The only solution that worked against that was Languardian from netfort, which builds its reports as it captures traffic then discards the data (unless you need to keep it).
Languardian was surprisingly easy to use and to our surprise, it integrated nicely with Orion to give a comprehensive view of activities on the network.
None of the above packages could replace the other, they are complementing each other in the task of proactive/reactive fault management.
So the idea is to centralize the responsibility of network monitoring to single group who would then notify the different operating groups when action is required.
This is a really cool "deep dive" into the inner workings of tool selection.
It sounds like that Orion is kind of your front end tool, with a variety of other tools that are used on more specific tasks / use cases? I'm seeing a trend here in the discussion that this is the more common path to take.
I would agree. So the next step is being able to integrate the deep dive tools with your front end tool, that would be awesome!
Very interesting discussion going on around here!

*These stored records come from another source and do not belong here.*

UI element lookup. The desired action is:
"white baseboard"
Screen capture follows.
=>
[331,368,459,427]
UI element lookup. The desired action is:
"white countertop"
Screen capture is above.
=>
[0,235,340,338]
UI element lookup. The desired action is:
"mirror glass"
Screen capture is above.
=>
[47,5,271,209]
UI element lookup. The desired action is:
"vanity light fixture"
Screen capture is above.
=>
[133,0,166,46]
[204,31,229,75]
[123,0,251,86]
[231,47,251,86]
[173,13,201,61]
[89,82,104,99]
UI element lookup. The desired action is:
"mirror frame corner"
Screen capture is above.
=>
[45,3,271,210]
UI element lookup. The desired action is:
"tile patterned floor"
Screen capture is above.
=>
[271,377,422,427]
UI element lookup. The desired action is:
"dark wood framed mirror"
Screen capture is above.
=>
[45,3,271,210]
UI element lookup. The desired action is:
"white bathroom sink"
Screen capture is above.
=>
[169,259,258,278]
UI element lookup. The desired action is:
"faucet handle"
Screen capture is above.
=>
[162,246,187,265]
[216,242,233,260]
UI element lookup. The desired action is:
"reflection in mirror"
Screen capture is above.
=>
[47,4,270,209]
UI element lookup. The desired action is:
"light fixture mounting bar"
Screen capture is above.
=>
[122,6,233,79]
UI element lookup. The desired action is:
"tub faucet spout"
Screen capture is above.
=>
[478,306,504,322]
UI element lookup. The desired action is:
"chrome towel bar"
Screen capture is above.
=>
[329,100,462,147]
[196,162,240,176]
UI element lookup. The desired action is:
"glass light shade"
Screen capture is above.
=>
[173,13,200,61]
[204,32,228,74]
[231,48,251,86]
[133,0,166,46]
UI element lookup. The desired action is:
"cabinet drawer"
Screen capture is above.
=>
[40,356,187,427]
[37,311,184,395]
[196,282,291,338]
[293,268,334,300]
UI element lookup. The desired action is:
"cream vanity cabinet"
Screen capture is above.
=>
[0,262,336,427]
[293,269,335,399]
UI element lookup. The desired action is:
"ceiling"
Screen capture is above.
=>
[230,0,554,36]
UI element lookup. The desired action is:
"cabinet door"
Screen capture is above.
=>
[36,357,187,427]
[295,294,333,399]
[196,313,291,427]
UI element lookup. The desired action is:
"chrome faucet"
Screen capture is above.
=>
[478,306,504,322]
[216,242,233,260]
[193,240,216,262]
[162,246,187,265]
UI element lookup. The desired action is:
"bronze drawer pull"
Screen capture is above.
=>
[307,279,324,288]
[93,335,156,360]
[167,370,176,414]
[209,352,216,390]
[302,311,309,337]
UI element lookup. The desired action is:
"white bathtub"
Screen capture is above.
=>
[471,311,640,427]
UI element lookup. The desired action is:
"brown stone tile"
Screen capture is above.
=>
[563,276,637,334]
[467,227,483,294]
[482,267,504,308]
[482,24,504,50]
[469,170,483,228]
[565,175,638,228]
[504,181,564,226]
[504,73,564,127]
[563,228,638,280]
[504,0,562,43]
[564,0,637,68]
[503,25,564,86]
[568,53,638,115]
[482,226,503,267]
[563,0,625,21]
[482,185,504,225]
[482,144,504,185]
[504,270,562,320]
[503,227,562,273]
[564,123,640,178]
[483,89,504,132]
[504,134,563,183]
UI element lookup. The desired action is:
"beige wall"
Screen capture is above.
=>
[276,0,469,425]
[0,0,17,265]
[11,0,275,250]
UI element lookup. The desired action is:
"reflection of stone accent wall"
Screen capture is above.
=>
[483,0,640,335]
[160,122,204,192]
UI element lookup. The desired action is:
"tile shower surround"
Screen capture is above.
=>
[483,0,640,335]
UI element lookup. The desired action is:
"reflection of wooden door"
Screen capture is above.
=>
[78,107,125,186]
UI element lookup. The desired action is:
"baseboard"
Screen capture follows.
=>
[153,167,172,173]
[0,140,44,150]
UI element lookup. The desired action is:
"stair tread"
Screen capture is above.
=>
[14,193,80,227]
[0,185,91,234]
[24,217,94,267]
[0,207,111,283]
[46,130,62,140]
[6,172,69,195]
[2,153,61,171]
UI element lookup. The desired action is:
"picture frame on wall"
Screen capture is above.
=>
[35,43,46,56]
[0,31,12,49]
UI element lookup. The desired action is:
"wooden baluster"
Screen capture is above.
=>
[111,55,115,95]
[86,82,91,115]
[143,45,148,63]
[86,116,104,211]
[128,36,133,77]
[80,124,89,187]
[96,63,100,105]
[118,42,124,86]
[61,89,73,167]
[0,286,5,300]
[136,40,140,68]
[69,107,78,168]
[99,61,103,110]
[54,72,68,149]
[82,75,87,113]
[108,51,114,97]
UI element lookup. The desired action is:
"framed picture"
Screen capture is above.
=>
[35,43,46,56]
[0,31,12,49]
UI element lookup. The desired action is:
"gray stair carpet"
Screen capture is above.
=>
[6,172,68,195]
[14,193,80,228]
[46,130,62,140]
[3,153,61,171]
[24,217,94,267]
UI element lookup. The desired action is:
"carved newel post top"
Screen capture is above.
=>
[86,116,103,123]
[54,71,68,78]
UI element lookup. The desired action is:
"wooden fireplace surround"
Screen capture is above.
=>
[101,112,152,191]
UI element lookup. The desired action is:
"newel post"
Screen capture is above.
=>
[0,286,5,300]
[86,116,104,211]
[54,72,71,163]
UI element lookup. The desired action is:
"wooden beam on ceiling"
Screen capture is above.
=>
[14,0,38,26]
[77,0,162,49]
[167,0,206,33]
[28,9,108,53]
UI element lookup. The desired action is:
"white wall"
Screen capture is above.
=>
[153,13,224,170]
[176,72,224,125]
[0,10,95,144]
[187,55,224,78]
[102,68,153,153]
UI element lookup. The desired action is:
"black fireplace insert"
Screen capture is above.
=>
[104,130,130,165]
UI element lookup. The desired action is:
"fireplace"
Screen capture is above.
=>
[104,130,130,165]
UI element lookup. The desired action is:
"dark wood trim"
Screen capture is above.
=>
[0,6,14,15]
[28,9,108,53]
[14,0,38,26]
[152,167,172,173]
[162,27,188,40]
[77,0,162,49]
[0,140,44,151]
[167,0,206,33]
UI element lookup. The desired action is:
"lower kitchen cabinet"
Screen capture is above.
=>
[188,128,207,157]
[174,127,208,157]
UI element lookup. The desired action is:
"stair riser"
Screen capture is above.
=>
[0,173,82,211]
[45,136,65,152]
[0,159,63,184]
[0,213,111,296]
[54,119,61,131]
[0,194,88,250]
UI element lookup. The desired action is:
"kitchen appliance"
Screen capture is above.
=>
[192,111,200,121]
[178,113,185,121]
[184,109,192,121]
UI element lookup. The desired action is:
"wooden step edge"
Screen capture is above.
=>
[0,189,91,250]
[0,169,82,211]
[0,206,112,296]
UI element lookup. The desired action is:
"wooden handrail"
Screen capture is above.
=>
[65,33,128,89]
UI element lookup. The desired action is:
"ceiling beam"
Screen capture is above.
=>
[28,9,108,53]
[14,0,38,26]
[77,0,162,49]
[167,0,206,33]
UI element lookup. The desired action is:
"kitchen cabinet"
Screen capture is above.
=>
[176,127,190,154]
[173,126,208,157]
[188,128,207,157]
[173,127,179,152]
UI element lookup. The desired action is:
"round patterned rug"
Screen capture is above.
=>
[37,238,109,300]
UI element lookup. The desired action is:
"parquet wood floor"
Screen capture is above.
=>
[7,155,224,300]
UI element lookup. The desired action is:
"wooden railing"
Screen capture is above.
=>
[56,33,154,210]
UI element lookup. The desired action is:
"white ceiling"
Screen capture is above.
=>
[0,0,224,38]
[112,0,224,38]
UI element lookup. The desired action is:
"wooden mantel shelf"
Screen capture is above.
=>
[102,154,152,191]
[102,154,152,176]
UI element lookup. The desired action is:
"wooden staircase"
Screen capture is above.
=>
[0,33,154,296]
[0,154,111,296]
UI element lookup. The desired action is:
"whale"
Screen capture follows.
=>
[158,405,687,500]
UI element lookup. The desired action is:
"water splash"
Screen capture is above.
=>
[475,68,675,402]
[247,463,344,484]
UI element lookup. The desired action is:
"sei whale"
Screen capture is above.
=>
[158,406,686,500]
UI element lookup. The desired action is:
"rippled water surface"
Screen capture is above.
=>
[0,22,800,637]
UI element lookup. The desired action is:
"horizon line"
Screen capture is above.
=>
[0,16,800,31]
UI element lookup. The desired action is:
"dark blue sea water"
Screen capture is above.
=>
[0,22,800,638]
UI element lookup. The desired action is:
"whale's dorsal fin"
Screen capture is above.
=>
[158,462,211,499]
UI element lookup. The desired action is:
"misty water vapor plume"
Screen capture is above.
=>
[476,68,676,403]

What I try to discuss with customers when we start talking about monitoring operations is about the process and not so much for that one tool. As bkattan said earlier, there isn't going to be one tool; and even more, for some cases the tool won't exist and there's only going to be a person with a defined process and outcome to review.
And if you think about it, any other tool will require the exact same, even a dashboard. When an alarm is triggered, do we have an automated script that executes all that we need to mitigate that alarm?
Some of the examples that I use are related to the Microsoft Operations Framework (MOF), the "Reliability Workbooks": MOF Technology Library. In there you can find pretty large examples of monitoring operations defined for Microsoft technologies.